The Power Of The Breath
Hold on to your hat, lovebird.
This week is absolutely a love letter that will give you a glimpse of rachel harvest practicing the harvest method and project love me is real time.
I LOVE WHEN I GET TO GIVE YOU THE OVERFLOW OF THE LOVE I GIVE ME SO HERE GOES...
I'm in such a flow.
The happenings of the past two weeks have been absolutely kismet.
And...I had an experience that seems so simple yet, meditatively, it's a perfect play in the game of the practice of life.
If you didn't notice, there was no newsletter last Monday.
What happened - I filled my plate with so much ooey gooey delicious planning, events, professional and personal commitment that I was absolutely STUFFED and couldn't finish the meal.
I found myself fixing and hurrying and praying is find the time to get it all in.
I didn't trust that I could or realize that the world doesn't end when I don't keep a promise or do what I said I'd do.
I procrastinated and assumed that I'd be able to get that little love letter out to you and that everything would just work last minute.
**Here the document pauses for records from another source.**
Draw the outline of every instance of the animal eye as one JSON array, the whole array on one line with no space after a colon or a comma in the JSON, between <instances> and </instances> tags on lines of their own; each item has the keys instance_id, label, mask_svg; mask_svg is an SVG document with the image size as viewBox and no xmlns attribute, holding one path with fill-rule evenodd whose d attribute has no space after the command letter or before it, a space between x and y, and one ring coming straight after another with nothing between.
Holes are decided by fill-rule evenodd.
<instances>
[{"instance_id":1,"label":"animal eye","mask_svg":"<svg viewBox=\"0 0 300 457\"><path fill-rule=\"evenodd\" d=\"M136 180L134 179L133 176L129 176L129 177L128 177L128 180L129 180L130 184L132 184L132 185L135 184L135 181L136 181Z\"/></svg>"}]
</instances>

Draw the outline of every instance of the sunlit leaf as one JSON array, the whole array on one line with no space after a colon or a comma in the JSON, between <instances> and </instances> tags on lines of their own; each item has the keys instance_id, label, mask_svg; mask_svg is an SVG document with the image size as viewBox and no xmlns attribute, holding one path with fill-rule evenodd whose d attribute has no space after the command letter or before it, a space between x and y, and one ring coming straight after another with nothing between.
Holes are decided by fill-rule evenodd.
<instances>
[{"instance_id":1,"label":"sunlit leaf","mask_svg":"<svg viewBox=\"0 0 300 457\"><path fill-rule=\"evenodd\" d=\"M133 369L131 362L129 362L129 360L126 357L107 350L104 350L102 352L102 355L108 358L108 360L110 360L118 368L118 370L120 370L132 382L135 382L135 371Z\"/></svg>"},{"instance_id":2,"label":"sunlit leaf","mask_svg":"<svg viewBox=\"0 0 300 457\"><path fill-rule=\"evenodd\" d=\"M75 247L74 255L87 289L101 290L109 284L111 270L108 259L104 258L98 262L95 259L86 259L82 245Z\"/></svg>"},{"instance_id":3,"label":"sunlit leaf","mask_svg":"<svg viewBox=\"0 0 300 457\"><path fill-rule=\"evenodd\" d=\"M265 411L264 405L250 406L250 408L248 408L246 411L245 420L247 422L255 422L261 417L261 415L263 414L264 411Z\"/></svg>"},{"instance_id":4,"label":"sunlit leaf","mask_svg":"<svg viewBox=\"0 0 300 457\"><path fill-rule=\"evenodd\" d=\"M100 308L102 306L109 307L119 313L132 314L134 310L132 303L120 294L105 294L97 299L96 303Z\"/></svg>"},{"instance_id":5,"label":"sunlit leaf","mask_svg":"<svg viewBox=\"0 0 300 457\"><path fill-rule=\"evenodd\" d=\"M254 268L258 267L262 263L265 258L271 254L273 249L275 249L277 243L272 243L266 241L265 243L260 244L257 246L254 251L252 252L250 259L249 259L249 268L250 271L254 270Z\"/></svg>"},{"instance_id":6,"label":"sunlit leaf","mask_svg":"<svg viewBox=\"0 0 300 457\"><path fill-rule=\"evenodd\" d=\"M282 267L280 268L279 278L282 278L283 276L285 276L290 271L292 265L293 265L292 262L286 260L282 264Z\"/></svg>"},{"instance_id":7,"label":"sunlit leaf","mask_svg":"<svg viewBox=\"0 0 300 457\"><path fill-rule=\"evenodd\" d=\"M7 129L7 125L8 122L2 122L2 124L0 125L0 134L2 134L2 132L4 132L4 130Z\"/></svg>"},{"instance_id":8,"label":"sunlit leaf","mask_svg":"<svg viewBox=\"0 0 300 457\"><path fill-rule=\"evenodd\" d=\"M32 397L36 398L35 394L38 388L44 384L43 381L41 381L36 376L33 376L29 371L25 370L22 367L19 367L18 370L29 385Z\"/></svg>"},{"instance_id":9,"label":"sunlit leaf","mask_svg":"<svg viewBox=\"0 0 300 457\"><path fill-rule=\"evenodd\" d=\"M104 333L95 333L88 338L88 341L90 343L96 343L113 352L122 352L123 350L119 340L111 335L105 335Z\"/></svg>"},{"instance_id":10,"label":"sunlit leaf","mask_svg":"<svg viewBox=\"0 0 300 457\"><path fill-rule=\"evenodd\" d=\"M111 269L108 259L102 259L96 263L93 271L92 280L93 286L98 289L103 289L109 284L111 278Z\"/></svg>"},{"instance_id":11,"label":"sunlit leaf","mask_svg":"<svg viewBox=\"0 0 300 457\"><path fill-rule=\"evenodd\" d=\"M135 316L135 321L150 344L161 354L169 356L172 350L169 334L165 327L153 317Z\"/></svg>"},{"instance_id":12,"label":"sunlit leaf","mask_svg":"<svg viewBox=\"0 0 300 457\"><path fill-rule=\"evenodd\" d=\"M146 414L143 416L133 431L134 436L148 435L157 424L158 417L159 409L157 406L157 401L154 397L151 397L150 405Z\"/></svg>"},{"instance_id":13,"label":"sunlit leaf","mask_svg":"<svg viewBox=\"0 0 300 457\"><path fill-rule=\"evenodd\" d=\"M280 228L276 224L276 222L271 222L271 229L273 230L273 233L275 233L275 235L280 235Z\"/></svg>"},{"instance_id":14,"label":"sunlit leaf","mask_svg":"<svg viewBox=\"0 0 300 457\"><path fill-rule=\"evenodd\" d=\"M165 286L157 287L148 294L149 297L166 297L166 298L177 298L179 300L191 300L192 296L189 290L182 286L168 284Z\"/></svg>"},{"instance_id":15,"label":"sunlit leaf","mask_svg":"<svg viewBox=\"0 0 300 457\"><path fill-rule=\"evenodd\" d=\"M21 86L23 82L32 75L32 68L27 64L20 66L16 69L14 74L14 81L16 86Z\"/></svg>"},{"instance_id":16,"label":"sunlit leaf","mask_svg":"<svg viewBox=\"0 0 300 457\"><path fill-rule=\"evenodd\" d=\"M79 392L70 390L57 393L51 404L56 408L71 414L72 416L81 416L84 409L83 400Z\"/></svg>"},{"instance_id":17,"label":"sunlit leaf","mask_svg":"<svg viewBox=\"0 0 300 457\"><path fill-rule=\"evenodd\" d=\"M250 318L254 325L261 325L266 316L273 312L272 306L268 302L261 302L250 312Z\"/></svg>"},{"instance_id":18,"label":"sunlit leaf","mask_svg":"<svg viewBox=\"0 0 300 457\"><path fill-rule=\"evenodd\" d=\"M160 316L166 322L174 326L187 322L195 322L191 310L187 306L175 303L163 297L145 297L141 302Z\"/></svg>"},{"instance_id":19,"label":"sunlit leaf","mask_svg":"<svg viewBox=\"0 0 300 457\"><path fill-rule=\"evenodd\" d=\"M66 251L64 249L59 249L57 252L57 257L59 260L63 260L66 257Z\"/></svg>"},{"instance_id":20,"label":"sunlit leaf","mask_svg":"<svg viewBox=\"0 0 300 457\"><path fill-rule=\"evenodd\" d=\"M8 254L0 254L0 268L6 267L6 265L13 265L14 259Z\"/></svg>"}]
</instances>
Now, at first I went down the rabbit hole. Down, down I spiraled into apocalyptic thinking.
The drama ensued.
My internal dialogue looked a lot like this;
"This is how I share this work.
This is how I give people insight into what I have seen and believe wholeheartedly is the way to be happy and live a freaking fantastic, exciting and love-filled life.
This is how I build trust with my audience so they are confident in trying it on to see if it fits and works for them...to see if they can choose to learn and love harder and harder every day and in every moment.
And if I don't do what I say I'll do.
Now there's a little glimpse into how black and white my mind can get and how, sometimes, when I'm feeling vulnerable or incompetent I just might be the one who stops trusting.
Hey...I am human.
Then I started playing the victim.
"Why can't I just be successful enough to have an assistant?
I need help.
I can't do this alone.
I am always the one who has to figure it all out.
When in goddess' name am I going to get a break?"
This all happened in about 2 minutes.
Then I laughed, shut my laptop and sat to breathe.
From those moments of breath that I gave myself came this idea...this opportunity to share more deeply on what it looks like to give yourself time and ease and love and just breathe.
The answers are there. New plans and promises arrive. New ways to connect and create.
All of this post and the ones that I've got in the works for the weeks to come came from this little hiccup.
I just let what happened go. Declared it complete and moved forward.
There is nothing you can't handle.
There is nowhere you need to be or get.
There is nothing that cannot be resolved by communication, being responsible for your actions.
There is always the opportunity for you to choose to start again.